Сыновья услышали все, что сказал и чего не смог высказать отец, что причиняло ему боль. Услышали и другие, сидевшие за соседними столами и перебиравшие то, что сохранилось в глубинах памяти. Услышали и смолкли. «Слышите?» — повторил Эфраим. Но, прежде чем сыновья нашли в себе силу ответить, рухнул всей тяжестью тела на стол. Ударившись лицом о дощатую столешницу.
Эфраима уложили на лавку у стены, и Утренние братья пошли искать по деревне, кто бы одолжил телегу и лошадь, чтобы отвезти отца в аббатство на Висячей Скале. Так он велел: отвезти сегодня же. Телегу нашли, положили в нее Эфраима и отправились в путь. Фернан-Силач, Глазастый Адриен и Глухой Жермен сели рядом с отцом. Скаред-Мартен правил. Другие братья остались в деревне поджидать Эдме: из церкви она непременно должна была зайти в трактир передохнуть.

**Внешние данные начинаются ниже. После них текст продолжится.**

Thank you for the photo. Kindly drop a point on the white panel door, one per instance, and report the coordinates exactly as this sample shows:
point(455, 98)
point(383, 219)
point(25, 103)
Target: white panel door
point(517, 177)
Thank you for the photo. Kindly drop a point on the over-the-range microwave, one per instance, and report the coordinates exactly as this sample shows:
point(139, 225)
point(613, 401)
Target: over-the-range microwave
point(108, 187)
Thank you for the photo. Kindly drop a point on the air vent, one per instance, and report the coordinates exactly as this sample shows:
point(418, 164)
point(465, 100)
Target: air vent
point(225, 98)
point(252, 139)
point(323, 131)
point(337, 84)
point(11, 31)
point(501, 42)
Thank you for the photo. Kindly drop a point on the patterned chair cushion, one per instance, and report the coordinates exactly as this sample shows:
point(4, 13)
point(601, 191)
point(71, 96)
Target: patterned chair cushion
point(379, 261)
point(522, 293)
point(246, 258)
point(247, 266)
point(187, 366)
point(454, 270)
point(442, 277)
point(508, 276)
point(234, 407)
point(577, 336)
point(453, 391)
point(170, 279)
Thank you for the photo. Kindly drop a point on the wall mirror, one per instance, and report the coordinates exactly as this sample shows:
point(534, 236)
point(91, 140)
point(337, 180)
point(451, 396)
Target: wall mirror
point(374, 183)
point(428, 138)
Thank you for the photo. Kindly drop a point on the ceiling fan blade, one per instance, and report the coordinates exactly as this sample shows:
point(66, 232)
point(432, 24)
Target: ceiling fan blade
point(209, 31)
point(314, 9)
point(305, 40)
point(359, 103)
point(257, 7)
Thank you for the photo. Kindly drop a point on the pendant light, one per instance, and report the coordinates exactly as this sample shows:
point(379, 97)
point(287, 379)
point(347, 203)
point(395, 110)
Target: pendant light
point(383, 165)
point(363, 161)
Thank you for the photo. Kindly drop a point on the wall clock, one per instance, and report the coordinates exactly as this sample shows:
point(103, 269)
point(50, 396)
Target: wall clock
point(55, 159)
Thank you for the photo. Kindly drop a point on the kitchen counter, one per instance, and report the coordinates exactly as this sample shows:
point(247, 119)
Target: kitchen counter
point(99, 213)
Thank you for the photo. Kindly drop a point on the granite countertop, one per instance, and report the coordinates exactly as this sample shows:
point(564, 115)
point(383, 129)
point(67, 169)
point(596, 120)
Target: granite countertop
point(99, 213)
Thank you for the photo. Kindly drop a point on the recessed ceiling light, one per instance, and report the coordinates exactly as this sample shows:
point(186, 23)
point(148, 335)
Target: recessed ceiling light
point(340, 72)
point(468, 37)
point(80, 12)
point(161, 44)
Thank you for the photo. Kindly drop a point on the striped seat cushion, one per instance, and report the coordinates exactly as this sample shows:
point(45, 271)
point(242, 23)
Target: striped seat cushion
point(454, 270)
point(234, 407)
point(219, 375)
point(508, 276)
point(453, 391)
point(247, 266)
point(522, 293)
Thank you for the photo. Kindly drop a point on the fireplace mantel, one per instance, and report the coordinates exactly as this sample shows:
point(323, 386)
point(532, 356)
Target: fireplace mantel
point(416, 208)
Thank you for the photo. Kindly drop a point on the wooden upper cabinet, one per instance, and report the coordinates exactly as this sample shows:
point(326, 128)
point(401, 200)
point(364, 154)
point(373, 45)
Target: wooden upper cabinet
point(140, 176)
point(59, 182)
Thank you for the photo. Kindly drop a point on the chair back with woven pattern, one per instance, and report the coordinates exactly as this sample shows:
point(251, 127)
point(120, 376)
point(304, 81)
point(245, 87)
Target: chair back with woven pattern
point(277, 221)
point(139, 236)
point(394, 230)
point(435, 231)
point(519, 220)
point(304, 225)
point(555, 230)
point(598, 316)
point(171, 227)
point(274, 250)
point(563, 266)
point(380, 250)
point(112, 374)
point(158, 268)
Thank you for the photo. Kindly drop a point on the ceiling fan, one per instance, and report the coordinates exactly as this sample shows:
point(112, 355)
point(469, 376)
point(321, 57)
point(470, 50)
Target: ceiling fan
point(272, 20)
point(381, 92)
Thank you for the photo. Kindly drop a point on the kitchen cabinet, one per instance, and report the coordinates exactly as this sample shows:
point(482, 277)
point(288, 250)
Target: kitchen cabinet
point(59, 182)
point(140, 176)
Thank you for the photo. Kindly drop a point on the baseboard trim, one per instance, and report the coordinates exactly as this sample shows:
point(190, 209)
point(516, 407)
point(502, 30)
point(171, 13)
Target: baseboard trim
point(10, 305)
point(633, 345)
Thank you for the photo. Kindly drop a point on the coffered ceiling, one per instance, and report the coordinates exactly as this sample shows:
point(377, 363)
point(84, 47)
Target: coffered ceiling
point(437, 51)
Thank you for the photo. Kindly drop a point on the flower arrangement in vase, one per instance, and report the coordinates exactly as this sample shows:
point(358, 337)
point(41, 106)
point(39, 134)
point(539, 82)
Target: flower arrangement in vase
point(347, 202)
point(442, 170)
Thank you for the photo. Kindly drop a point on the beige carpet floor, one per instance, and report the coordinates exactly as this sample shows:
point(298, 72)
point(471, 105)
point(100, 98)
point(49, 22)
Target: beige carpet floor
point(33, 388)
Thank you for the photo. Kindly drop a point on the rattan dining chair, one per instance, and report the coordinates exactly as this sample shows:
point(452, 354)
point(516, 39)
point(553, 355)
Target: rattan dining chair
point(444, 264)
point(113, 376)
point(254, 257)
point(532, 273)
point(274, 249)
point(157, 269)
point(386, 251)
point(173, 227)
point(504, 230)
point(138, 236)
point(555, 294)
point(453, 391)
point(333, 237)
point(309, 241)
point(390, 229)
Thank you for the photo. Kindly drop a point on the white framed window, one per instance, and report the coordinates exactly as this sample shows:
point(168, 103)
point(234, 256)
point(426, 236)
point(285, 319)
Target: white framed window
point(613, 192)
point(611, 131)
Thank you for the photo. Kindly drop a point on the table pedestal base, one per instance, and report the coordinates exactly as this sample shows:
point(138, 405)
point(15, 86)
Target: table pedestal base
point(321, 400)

Эфраим проснулся у дверей аббатства. Он велел сыновьям возвращаться в деревню, а оттуда домой, на хутор. Прибавил, что сам останется навсегда здесь, в пустынной обители, в приюте забвения, а главой семьи вместо него будет Фернан-Силач. Потом всех поцеловал и со всеми распрощался. Сыновья поехали назад. Эфраим же постучал в монастырскую дверь. Его впустили, и дверь за ним закрылась. Вдовец Эфраим пришел сюда искать отрешения. Монахи приняли его, и он стал жить с ними. Поступая так, он выполнял, что должно, подобно тому как когда-то отрекся от прав старшего сына и от наследства ради любви к Толстухе Ренет. В прошлый раз он отверг волю отца, ныне — собственную волю.